1) Must repair notation. \(\displaystyle (\sqrt{}x+5)^{2}\) is NOT the same as \(\displaystyle [\sqrt{}(x+5)]^2\). Make sure it's clear what is under the radical and what is not. Of course, the tiniest bit of LaTeX would help. There is nothing unclear about \(\displaystyle \sqrt{x+5}^{2}\)
2) You MUST worry about Domain issues and Existence before you go around squaring things willy-nilly. Solve this \(\displaystyle \sqrt{x+2} = -4\). You WILL make a mistake if you just square it and don't worry about the Domain or other issues. In this case, we haev a positive square root and a negative number. No solution. Done.

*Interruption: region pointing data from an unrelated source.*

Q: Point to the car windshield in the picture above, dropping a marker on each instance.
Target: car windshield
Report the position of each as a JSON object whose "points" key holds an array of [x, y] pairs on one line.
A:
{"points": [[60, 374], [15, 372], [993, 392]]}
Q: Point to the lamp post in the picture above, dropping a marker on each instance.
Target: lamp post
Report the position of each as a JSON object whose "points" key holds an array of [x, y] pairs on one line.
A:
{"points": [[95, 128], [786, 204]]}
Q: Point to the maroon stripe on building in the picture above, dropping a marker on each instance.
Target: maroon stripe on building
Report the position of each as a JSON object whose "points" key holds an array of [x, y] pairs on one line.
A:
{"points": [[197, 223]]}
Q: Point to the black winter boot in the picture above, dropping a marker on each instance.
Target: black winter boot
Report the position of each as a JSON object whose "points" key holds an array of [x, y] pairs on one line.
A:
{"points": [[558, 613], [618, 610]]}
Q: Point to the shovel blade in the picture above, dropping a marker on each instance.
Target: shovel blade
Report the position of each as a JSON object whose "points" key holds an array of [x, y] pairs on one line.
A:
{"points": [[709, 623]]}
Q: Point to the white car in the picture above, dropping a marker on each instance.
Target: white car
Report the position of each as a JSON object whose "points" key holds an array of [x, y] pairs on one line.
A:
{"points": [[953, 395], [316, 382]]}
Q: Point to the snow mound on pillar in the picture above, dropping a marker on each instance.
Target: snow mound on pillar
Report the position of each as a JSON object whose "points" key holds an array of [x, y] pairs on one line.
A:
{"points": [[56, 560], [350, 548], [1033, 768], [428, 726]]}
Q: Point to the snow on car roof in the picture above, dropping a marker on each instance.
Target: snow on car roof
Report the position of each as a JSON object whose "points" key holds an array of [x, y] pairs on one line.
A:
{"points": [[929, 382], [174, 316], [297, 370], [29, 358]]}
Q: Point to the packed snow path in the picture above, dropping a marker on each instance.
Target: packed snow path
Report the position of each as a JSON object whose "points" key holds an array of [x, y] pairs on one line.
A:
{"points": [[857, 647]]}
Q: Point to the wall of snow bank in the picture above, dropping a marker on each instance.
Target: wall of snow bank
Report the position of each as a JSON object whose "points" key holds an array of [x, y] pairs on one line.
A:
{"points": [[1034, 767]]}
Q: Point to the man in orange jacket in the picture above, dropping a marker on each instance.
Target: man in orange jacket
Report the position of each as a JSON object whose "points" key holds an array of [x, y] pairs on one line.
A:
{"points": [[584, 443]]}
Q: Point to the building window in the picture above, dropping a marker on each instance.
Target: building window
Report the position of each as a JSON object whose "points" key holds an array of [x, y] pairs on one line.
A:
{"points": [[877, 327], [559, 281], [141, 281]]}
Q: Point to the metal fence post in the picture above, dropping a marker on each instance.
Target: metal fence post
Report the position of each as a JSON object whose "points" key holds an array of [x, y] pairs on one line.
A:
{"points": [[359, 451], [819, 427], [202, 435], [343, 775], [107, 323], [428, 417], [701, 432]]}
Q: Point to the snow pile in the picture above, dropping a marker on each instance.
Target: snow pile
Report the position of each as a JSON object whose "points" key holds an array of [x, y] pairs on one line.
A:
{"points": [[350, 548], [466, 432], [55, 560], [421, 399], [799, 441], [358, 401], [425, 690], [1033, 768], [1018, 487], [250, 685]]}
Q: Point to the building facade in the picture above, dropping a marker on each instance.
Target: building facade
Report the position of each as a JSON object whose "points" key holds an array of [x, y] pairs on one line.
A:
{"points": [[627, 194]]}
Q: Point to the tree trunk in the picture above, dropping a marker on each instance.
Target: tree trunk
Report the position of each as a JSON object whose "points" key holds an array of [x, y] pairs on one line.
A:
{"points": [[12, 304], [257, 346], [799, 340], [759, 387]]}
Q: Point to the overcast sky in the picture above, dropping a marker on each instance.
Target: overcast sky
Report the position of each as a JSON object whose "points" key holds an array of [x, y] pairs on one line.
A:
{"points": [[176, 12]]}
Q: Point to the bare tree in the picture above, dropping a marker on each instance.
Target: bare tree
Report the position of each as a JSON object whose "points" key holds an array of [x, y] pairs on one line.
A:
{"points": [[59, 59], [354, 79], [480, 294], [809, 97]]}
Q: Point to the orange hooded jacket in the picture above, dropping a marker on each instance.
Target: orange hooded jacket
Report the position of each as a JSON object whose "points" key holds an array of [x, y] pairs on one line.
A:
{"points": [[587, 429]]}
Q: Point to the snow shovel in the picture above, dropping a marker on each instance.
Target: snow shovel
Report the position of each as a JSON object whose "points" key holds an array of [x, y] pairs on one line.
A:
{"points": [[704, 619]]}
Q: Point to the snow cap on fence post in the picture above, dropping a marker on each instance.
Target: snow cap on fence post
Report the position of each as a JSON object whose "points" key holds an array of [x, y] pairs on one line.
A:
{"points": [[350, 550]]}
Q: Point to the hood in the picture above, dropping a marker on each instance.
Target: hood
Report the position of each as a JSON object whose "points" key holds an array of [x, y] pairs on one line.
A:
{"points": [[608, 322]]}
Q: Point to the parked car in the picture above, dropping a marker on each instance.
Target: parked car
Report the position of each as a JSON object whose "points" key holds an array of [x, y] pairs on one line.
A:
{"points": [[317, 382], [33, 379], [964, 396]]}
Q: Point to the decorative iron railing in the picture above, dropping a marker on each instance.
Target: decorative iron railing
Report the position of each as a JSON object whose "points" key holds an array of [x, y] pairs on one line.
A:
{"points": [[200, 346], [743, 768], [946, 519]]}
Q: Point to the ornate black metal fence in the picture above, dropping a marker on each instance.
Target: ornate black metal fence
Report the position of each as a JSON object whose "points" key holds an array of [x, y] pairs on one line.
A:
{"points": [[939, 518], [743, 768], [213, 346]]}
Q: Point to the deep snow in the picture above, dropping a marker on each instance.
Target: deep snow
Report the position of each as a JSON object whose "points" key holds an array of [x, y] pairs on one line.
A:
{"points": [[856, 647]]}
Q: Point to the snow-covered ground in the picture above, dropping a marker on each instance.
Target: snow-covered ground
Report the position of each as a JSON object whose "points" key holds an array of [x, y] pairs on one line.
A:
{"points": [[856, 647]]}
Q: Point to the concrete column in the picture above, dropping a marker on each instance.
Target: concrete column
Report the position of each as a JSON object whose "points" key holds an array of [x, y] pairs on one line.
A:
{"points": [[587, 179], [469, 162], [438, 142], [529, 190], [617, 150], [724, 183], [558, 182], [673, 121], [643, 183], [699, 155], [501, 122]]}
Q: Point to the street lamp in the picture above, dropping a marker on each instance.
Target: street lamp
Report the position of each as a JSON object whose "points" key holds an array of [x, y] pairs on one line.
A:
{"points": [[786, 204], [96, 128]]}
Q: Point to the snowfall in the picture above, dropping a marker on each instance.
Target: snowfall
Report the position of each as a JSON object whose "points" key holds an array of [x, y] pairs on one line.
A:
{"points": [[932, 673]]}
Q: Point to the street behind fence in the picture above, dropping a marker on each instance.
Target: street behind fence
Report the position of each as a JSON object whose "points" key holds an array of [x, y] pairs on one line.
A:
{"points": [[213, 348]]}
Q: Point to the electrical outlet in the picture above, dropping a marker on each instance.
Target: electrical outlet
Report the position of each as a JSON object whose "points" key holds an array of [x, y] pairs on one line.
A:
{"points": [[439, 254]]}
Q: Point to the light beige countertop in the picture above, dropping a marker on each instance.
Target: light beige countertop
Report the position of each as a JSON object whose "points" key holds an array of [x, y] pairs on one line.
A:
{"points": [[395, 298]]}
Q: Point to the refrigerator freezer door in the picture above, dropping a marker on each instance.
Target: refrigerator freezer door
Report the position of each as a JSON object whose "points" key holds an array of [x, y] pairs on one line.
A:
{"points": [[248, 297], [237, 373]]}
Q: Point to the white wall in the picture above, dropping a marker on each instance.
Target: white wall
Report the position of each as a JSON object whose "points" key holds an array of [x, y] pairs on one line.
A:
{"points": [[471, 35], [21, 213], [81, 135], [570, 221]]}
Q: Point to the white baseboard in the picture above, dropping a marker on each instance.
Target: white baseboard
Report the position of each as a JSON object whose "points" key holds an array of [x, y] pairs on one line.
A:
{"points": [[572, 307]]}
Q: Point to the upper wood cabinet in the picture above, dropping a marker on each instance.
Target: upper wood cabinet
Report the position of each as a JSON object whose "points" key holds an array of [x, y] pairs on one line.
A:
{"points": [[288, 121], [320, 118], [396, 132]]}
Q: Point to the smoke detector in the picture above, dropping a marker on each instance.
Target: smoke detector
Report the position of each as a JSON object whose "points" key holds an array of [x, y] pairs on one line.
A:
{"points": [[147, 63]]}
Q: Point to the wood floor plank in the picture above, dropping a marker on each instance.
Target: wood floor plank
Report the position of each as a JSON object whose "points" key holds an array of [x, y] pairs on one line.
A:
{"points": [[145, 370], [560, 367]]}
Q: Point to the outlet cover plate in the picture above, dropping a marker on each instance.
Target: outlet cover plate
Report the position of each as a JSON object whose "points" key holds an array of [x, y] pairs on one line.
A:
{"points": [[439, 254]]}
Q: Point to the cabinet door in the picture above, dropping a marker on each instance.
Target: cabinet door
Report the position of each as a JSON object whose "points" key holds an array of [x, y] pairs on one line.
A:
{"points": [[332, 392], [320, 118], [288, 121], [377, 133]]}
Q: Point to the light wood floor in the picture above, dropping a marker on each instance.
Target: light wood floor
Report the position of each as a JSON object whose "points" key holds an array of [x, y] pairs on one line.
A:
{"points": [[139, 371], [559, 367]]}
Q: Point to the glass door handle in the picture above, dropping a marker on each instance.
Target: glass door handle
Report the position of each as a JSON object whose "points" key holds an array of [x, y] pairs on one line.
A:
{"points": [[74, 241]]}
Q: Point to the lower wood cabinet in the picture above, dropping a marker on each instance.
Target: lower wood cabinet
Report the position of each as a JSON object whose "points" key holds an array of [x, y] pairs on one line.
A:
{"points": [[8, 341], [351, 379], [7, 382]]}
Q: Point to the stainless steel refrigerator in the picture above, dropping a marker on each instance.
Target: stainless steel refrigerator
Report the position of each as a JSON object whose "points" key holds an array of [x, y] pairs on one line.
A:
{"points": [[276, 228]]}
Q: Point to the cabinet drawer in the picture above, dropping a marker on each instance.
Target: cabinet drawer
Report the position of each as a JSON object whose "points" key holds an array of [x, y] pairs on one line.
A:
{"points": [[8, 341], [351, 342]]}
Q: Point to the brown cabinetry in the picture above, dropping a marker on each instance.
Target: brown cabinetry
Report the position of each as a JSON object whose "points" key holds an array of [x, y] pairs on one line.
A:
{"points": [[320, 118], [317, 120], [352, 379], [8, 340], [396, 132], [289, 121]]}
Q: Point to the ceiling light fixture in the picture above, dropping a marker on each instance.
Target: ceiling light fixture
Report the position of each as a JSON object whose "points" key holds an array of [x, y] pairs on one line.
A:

3) You should have studied quadratic equations before you got to this section. Did you? Solve your quadratic equations using any method available to you. Factoring. Completing the Square. Quadratic Formula. Other?
Here's how I'd do the first one.
\(\displaystyle \sqrt{x+23}^{2} = (x+11)^{2}\)
Domain Considerations: x + 23 >= 0 ==> x >= -23. If we get anything less than -23, we'll just discard it.
\(\displaystyle x+23 = x^{2}+22x+121\)
I'll make an error on purpose!
\(\displaystyle 0 = x^{2}+21x+99\)
This has no positive solutions, but it might have two negative solutions. I'd be happy to tell you how I know that, but it's a lesson for another day.
Quadratic Formula
\(\displaystyle x = \frac{-21+\sqrt{21^{2}-4\cdot 99}}{2}\) or \(\displaystyle x = \frac{-21-\sqrt{21^{2}-4\cdot 99}}{2}\)
\(\displaystyle x = \frac{1}{2}(3\cdot\sqrt{5}-21)\) or \(\displaystyle x = -\frac{1}{2}(3\cdot\sqrt{5}+21)\)
That's around x = -7.146 or x = -13.854 so everything is greater than -23. I expect them to work in the ORIGINAL equation.
\(\displaystyle \sqrt{\frac{1}{2}(3\cdot\sqrt{5}-21)+23}^{2} = \left(\frac{1}{2}(3\cdot\sqrt{5}-21)+11\right)^{2}\)
\(\displaystyle \sqrt{\frac{1}{2}(3\cdot\sqrt{5}+25)}^{2} = \left(\frac{1}{2}(3\cdot\sqrt{5}+1)\right)^{2}\)
\(\displaystyle \frac{1}{2}(3\cdot\sqrt{5}+25) = \frac{1}{2}(3\cdot\sqrt{5}+23)\) --What?!?!?! How could this be wrong? Remember that error? It should have been 98, not 99. See how important CHECKING is? Did you catch the error when I made it and even TOLD you about it?
Start back here.
\(\displaystyle x+23 = x^{2}+22x+121\)
\(\displaystyle 0 = x^{2}+21x+98\)
Look at that. It makes so much more sense.
7*14 = 98
7+14=21
0=(x+7)(x+14)
And we get x = -7 or x = -14, both of which are greater than -23. Go check these in the ORIGINAL equation and see if they work. Who knows, I may have put another error in there.